Kitapta Tetsi’nin yolculuğundaki arkadaşlarını da tanıyoruz. Tetrus, Spino, Herak, Kuçura, Platto, Megel… İsimler tanıdık gelebilir. Bir düşünelim bakalım.
Tetsi’nin yakın dostu Tetrus, bir gün ortadan kaybolur. İçinde yaşadıkları okyanusun derinlerinde, kapkaranlık bir mağarada mahsur kalır. Pek çok balık da oraya girmeye cesaret edemez. Peki, bu durum gözleri olmayan Tetsi’yi durdurabilir mi? Tetsi, dostunu kurtarmak için hemen yola çıkar ve onun aydınlık dünyası karanlığa ışık olur.

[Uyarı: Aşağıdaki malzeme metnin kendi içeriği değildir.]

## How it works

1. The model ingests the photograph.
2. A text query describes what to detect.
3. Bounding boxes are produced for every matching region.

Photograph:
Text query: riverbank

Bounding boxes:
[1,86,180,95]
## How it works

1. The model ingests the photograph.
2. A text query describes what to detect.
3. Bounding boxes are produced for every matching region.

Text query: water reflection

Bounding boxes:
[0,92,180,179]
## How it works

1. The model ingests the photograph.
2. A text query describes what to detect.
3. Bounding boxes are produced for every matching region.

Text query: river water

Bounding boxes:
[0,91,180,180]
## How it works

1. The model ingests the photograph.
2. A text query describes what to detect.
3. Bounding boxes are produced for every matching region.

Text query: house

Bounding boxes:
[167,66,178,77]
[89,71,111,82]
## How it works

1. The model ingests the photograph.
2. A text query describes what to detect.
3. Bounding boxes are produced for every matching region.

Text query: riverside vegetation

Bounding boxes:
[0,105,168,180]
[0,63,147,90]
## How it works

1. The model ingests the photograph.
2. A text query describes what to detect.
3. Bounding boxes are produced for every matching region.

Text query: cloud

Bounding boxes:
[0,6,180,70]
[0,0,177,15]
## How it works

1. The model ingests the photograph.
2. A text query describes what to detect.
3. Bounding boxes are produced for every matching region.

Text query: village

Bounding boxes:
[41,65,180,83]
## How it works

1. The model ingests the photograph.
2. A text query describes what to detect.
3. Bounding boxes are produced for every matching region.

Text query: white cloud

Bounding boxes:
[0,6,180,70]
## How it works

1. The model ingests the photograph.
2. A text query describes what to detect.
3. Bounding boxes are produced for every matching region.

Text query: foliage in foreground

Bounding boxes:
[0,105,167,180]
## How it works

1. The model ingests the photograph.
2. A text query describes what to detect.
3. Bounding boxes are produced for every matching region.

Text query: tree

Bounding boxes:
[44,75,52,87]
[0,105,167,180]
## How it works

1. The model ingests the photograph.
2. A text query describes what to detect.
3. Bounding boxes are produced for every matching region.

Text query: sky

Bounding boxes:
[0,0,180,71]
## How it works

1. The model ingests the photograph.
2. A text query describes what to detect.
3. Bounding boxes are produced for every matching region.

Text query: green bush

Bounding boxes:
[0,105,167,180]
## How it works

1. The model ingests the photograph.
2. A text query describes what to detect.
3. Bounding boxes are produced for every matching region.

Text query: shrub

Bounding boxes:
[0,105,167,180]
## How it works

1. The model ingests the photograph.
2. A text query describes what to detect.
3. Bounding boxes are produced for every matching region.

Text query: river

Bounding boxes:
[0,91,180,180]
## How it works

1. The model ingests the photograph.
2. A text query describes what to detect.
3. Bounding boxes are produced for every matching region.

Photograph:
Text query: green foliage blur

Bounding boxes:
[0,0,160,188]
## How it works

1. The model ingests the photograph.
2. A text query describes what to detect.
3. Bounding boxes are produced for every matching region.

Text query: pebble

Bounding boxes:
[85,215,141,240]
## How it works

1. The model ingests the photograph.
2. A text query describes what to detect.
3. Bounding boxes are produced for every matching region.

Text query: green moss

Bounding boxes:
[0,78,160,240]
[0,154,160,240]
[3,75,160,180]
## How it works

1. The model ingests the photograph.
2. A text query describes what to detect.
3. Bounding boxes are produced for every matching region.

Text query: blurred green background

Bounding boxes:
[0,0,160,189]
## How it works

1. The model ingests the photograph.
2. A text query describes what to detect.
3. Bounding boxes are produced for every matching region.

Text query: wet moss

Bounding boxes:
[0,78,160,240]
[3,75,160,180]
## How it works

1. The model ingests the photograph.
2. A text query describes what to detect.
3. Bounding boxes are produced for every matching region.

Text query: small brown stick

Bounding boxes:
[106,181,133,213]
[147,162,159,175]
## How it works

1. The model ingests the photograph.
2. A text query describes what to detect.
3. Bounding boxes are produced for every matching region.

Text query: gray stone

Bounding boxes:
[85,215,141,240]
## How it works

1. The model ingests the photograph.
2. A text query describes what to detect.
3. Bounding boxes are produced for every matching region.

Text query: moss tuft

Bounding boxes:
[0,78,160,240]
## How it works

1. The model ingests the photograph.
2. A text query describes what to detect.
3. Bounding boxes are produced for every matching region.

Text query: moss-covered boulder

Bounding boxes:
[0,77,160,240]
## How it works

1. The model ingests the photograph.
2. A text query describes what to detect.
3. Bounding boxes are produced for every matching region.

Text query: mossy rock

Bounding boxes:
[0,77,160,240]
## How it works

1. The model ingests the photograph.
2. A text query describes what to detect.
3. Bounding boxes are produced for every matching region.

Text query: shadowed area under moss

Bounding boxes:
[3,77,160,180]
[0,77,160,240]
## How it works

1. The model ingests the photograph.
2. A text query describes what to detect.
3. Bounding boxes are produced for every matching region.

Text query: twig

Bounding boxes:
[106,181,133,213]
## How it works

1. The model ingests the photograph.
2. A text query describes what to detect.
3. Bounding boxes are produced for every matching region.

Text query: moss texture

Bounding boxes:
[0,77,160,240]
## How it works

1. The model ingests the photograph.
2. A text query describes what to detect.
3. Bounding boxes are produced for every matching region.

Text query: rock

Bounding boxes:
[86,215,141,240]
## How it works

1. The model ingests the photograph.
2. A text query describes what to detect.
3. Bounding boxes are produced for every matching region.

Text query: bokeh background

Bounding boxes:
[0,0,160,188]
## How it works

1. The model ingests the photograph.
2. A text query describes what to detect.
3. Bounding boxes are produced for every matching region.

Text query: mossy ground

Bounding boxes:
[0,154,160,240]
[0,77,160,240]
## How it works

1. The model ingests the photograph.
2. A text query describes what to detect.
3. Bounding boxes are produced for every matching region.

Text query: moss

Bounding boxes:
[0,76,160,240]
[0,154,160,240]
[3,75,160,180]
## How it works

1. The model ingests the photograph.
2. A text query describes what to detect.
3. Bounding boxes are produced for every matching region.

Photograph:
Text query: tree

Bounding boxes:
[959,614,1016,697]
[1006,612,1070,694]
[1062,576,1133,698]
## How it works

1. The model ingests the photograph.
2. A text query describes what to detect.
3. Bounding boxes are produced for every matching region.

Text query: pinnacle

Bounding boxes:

Çünkü Tetsi diyor ki: “ Sığ sularda yaşayan ve gözleri gören balıkların güneşi benim gibi göremediklerine yani yaşamadıklarına eminim.”
“Renkli Karanlığım” başka bir şekilde ifade edilebilirse karanlığın üzerine korkusuzca gitmeyi anlatıyor çocuklara. Belki başka korkularının da. Birlikte olmayı öğütlüyor, birlikte olunursa başarılabileceğini gösteriyor.
Arka kapaktan da bunu imliyor zaten: “ El ele tutuşan iyi insanlar, dünyayı hangi renklere boyar? Bir ahtapotun yalnızlığı, balinanın şarkısı, mağaranın sessizliği ne renktir? Hepsi bu ışıl ışıl yolculukta…”
Çocukların Seranabi’si, Serhan Kansu keyifle okuyacakları bir kitap daha armağan etmiş okurlarına. Karanlık nasıl renklendirilir bir de siz bakın.